Jon, I have no clue. But this valve is made for the oxygen side. If anything would happen, I would close the O2 flask and fully open for propane and then close it.


----------



## Anonymous (Dec 28, 2015)

Get yourself a pair mate.

I use Oxy-Acetylene these days because I also use the torch for other things apart from melting. They don't cost a fortune, and logically Oxygen doesn't go bang on its own but your fuel gas does.

http://www.ebay.co.uk/itm/HI-LO-FLASHBACK-ARRESTORS-OXYGEN-and-FUEL-GAS-ACETYLENE-PROPANE-SET-AVAILABLE-/321545145267?var=&hash=item4add958bb3:m:ma6tiPPqSGqB9fSNRjRo48Q


----------



## solar_plasma (Dec 28, 2015)

Yes, I will order one for propane, too. No need for experiencing an exloding hose, when I think about this school experiment with only 50ml propane/air in a syringe :mrgreen:

Btw @all newbs: the melting dish you see on the picture is an example for what not to use anymore, especially not for values, - it is starting to break as you can see and it will break very soon.


----------



## Darkness Falls (Dec 29, 2015)

It's correct in having it on the Oxygen side. 100% Oxygen is very dangerous!


----------



## Anonymous (Dec 29, 2015)

Darkness Falls said:


> It's correct in having it on the Oxygen side. 100% Oxygen is very dangerous!



Yes if both are present- but are you saying that if one is present that the oxygen presents more of a danger than the Propane?


----------



## UncleBenBen (Dec 29, 2015)

Probably a good idea to consider both as very dangerous. Yet there was a story in our local news about a month ago of a gentleman on prescription O2 who blew up part of his house trying to light a cigarette.

Died from his injuries about three days later.


----------



## solar_plasma (Dec 29, 2015)

All of them, oxygen, propane and acetylene have their own special dangers. Though acetylen is the one that would be the first I would secure with a flashback arrestor, since it can decompose exotherm inside its bottle, heating up and probably explode if not cooled from the outside or thrown into a garden pond or swimming pool, - which would be my first choice in this case.

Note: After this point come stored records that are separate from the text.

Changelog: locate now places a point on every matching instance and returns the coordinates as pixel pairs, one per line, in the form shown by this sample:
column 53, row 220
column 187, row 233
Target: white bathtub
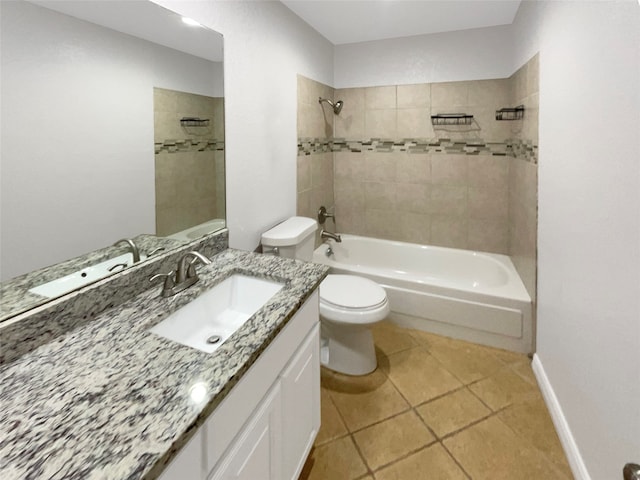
column 474, row 296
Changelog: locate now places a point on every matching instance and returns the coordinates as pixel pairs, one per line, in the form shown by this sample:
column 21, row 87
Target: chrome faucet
column 334, row 236
column 184, row 277
column 132, row 247
column 187, row 268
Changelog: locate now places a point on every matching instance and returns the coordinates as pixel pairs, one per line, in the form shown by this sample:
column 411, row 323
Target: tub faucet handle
column 334, row 236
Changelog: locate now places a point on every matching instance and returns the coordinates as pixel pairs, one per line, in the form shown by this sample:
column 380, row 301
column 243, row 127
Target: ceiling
column 145, row 20
column 352, row 21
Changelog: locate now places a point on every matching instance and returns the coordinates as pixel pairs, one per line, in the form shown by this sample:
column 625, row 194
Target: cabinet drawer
column 228, row 418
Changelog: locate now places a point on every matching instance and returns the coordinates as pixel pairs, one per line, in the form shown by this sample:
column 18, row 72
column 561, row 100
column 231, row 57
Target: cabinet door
column 256, row 455
column 300, row 383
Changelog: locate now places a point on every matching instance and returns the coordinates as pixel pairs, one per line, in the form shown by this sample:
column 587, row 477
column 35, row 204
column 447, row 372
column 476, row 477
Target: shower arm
column 337, row 106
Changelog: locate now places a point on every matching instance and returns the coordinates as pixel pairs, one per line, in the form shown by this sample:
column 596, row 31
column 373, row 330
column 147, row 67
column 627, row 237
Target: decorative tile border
column 189, row 145
column 513, row 147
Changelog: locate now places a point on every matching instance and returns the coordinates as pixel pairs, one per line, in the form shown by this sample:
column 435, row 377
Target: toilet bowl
column 349, row 305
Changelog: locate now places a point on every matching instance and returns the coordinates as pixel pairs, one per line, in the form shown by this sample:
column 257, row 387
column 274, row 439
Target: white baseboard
column 576, row 463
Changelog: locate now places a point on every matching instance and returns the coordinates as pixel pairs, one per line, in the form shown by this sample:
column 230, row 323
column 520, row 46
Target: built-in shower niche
column 189, row 160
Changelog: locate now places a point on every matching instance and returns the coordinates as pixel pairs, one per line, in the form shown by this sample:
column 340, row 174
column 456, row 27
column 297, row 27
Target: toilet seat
column 352, row 300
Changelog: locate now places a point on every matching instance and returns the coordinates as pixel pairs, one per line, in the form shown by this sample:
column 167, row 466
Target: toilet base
column 346, row 348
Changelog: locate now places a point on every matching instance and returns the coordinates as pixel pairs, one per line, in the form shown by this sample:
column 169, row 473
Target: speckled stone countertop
column 110, row 400
column 15, row 296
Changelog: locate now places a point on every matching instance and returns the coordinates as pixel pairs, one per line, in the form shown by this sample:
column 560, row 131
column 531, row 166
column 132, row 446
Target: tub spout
column 334, row 236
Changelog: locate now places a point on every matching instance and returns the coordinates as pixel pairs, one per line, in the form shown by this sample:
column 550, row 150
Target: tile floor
column 435, row 408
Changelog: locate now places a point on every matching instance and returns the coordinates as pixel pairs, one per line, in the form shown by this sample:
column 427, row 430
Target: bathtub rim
column 513, row 290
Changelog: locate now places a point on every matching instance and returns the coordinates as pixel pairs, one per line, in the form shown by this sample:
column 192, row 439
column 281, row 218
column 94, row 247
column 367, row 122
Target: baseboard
column 576, row 463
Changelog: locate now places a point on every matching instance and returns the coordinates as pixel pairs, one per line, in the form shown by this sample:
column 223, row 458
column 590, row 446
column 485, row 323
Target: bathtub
column 474, row 296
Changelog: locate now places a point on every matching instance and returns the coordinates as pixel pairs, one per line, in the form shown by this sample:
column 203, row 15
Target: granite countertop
column 16, row 298
column 111, row 400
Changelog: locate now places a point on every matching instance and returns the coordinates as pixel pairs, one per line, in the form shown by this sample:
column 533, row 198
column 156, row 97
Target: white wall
column 77, row 134
column 265, row 47
column 477, row 54
column 589, row 220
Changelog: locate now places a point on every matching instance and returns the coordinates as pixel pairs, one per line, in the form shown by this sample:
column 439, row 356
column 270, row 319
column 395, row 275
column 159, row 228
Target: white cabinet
column 266, row 426
column 300, row 405
column 188, row 463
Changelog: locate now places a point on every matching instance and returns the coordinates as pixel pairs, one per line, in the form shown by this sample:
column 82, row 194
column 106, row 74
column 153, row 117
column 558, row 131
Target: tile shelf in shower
column 452, row 119
column 194, row 122
column 516, row 113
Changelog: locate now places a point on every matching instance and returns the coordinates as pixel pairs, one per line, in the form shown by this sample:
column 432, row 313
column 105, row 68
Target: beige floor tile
column 490, row 450
column 452, row 412
column 387, row 441
column 331, row 426
column 419, row 376
column 432, row 463
column 337, row 460
column 337, row 382
column 468, row 362
column 531, row 421
column 363, row 401
column 390, row 338
column 503, row 389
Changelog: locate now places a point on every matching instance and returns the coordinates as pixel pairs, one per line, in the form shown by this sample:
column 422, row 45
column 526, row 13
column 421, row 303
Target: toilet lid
column 349, row 291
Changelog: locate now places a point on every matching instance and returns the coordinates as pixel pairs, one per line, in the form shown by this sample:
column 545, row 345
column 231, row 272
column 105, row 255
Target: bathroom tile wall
column 523, row 178
column 315, row 171
column 189, row 160
column 439, row 185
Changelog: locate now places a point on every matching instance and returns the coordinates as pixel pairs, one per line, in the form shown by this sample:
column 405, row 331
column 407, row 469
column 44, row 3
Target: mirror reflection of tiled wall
column 397, row 176
column 189, row 160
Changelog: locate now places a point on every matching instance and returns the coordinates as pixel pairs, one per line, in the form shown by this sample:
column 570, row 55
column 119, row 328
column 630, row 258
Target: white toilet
column 349, row 305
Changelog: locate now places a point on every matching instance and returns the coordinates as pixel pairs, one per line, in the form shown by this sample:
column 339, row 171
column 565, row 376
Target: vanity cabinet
column 266, row 426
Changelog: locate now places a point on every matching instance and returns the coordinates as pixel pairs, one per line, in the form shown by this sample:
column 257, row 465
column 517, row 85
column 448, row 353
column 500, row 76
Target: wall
column 481, row 53
column 589, row 225
column 77, row 134
column 189, row 160
column 265, row 47
column 523, row 176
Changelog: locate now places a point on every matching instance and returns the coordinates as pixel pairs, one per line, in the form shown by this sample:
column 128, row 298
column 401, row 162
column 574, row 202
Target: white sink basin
column 217, row 313
column 83, row 277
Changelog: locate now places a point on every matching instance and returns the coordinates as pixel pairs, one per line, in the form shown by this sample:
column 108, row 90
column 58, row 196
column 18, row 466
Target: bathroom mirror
column 112, row 126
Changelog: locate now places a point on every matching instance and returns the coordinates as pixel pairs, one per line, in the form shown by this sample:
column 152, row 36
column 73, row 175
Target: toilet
column 349, row 305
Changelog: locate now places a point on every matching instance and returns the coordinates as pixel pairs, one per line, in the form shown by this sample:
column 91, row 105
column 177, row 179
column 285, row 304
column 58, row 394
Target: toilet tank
column 294, row 238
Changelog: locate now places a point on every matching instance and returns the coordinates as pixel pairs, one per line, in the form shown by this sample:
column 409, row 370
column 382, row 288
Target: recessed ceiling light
column 191, row 22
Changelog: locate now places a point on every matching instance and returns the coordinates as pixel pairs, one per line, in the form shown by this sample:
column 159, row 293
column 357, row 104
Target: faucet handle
column 169, row 282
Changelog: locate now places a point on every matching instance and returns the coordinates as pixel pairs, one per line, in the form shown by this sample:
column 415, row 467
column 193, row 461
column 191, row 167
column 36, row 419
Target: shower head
column 336, row 106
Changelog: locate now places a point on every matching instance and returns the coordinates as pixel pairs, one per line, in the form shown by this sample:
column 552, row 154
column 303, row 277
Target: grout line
column 480, row 399
column 362, row 457
column 406, row 455
column 455, row 460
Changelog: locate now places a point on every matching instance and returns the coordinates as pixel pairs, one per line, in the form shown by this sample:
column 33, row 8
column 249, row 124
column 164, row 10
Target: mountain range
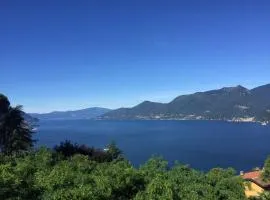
column 228, row 103
column 88, row 113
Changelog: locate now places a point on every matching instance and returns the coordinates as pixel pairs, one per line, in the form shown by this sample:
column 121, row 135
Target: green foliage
column 45, row 174
column 15, row 132
column 266, row 171
column 68, row 149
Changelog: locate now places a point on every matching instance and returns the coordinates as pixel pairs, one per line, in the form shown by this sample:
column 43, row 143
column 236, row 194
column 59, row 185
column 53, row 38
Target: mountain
column 88, row 113
column 228, row 103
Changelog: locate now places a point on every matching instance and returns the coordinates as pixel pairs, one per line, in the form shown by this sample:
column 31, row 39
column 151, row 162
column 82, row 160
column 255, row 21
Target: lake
column 201, row 144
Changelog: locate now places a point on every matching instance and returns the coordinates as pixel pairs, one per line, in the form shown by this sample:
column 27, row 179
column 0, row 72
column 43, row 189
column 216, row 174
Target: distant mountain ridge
column 228, row 103
column 88, row 113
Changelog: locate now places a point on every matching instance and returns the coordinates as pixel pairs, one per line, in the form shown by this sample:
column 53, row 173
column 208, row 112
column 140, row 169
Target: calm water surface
column 202, row 144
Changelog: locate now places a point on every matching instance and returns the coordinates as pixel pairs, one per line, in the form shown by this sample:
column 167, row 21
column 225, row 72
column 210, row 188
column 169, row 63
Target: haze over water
column 202, row 144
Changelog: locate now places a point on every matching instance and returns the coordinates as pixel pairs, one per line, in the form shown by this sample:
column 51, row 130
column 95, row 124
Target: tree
column 4, row 104
column 266, row 170
column 15, row 132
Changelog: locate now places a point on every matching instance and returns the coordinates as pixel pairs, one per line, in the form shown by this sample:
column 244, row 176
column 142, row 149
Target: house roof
column 252, row 175
column 255, row 177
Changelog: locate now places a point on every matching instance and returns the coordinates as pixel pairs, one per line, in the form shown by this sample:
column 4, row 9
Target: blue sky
column 62, row 55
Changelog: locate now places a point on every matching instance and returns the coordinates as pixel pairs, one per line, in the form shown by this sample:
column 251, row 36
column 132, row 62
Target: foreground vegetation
column 45, row 174
column 72, row 171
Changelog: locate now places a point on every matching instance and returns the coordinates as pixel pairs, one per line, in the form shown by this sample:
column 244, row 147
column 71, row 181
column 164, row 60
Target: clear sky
column 61, row 55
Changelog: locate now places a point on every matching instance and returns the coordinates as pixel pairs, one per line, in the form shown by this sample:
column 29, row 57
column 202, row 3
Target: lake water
column 202, row 144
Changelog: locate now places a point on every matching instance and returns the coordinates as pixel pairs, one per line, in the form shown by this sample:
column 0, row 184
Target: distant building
column 255, row 185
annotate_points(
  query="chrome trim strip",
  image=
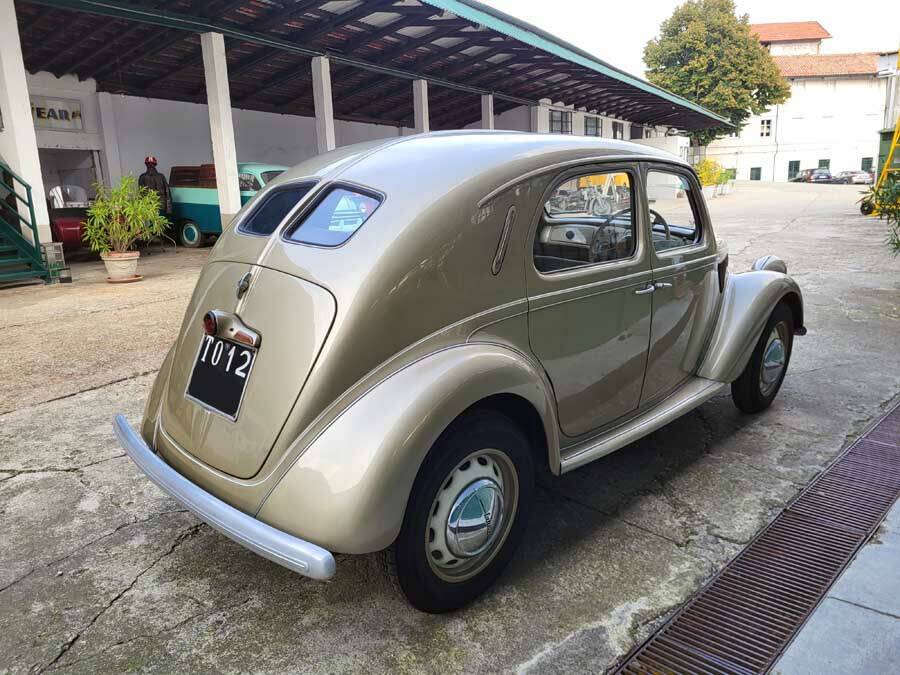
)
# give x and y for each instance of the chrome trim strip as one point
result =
(691, 394)
(279, 547)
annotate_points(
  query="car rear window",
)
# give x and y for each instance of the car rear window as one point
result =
(269, 176)
(275, 206)
(337, 215)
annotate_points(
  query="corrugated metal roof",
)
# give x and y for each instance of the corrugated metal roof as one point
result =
(151, 48)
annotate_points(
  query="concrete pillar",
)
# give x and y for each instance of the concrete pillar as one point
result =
(540, 119)
(18, 142)
(221, 128)
(321, 71)
(112, 159)
(420, 105)
(487, 111)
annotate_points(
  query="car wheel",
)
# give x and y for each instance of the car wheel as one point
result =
(758, 385)
(189, 235)
(466, 513)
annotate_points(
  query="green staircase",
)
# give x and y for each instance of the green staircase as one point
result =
(20, 259)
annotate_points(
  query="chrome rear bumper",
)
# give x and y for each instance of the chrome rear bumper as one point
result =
(279, 547)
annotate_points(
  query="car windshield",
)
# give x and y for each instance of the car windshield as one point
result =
(269, 176)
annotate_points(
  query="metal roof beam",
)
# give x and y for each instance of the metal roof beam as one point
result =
(201, 25)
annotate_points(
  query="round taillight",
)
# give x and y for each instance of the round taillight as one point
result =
(210, 325)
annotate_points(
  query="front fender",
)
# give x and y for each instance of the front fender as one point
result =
(347, 491)
(747, 302)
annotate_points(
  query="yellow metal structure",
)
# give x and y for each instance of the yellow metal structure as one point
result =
(892, 161)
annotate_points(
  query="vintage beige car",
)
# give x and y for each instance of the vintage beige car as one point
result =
(393, 337)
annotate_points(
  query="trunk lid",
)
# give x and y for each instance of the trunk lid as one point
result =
(293, 318)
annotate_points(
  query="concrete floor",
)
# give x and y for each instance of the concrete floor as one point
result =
(100, 572)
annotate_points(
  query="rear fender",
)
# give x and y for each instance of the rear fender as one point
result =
(347, 491)
(747, 303)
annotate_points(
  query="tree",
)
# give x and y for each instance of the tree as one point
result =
(707, 54)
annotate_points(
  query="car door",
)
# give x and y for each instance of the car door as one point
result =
(683, 256)
(589, 304)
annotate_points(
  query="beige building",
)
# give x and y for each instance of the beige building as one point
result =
(838, 104)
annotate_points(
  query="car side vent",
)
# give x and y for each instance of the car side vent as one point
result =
(723, 273)
(504, 241)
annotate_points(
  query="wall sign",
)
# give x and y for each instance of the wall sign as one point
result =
(56, 113)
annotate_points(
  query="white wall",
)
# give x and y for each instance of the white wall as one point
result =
(178, 133)
(70, 87)
(825, 118)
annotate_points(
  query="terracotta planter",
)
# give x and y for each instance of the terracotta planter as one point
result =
(121, 266)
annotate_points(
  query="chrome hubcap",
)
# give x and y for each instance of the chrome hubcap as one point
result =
(475, 518)
(773, 362)
(471, 515)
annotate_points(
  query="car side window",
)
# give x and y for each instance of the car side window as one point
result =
(674, 219)
(273, 209)
(587, 220)
(247, 182)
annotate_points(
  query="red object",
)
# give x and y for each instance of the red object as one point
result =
(210, 324)
(67, 227)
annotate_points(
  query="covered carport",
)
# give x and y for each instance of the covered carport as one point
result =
(415, 65)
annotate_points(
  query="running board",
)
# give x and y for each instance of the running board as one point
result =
(691, 394)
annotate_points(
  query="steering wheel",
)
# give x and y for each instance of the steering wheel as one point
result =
(655, 219)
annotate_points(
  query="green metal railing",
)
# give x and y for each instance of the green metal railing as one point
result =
(27, 252)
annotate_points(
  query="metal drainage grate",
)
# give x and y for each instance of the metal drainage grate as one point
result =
(744, 618)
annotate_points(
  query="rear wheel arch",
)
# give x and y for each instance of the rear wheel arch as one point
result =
(525, 416)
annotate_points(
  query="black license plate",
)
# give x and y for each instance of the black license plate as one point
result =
(220, 375)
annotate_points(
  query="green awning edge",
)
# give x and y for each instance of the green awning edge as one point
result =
(532, 35)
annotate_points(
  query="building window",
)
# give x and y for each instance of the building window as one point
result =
(560, 122)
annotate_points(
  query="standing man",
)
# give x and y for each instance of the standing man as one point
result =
(154, 180)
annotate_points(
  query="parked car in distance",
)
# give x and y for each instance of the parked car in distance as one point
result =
(67, 206)
(854, 178)
(395, 335)
(195, 200)
(812, 176)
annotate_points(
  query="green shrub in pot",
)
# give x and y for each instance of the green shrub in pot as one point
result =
(119, 217)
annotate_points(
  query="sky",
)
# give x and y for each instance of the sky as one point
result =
(617, 32)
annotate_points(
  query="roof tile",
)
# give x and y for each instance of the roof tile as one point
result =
(822, 65)
(789, 31)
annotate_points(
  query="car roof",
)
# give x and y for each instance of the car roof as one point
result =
(260, 166)
(439, 161)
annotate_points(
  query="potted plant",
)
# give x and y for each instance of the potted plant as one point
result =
(884, 201)
(708, 171)
(116, 219)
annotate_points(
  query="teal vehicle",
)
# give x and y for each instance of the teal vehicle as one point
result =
(195, 201)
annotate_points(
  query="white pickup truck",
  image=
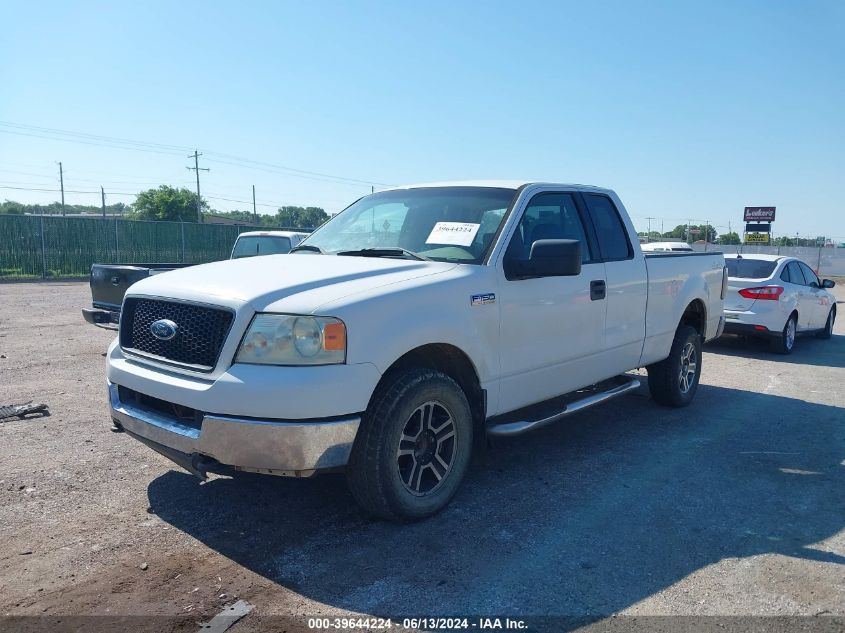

Surely, exploding propane hoses arent nice either, I guess. The oxygen is at 4 bar, the propane at 1bar right now, so it is nearly impossible to get propane into the O2 hose. One thing to consider: a burning O2 hose burns violently with white flame - then it is a good idea to shut the O2 bottle quickly 

One thing I am really aware of is, that the O2 bottle can't keel over. This is told to have happened in a shipyard nearby, a large O2 bottle fell off a truck, the valve broke and the bottle shot like a rocket into the air and was lastly found on the other side of the minor fjord.

In another similar case it shot a hole into a brick wall. Well oral traditions, but believable.

On the other side in the 70-80's I've never watched anyone using flashback arrestors at all. You just knew what to do and what not to do.


----------



## g_axelsson (Dec 29, 2015)

solar_plasma said:


> In another similar case it shot a hole into a brick wall. Well oral traditions, but believable.



[youtube]http://www.youtube.com/watch?v=ejEJGNLTo84[/youtube]

'nuff said!

Göran


----------



## FrugalRefiner (Dec 29, 2015)

solar_plasma said:


> In another similar case it shot a hole into a brick wall. Well oral traditions, but believable.


I've personally seen the result at a scuba shop I used to frequent in Florida. They were moving large bottles from a cascade system and didn't secure one. It knocked a hole in a concrete block wall. Any compressed gas is hazardous, much like everything we do.

Dave


----------



## solar_plasma (Dec 29, 2015)

Interesting. So my wall story seems to be true. But doesn't look like it would fly through the air. The true core might be, that it skated over the street and fell down INTO the fjord :lol:


----------



## FrugalRefiner (Dec 29, 2015)

Very possible. In the case I saw, it was a ~200 ft3 cylinder. It fell over and broke off the stem of the valve which is a weak point. It traveled about 20 feet before it hit the exterior wall of the shop. It broke a hole through, but got stuck in the wall. That's how I saw it when I happened to stop by the shop that evening. It had just happened, and the two guys were still shaking their heads and trying to figure out whose fault it was.  

Dave


----------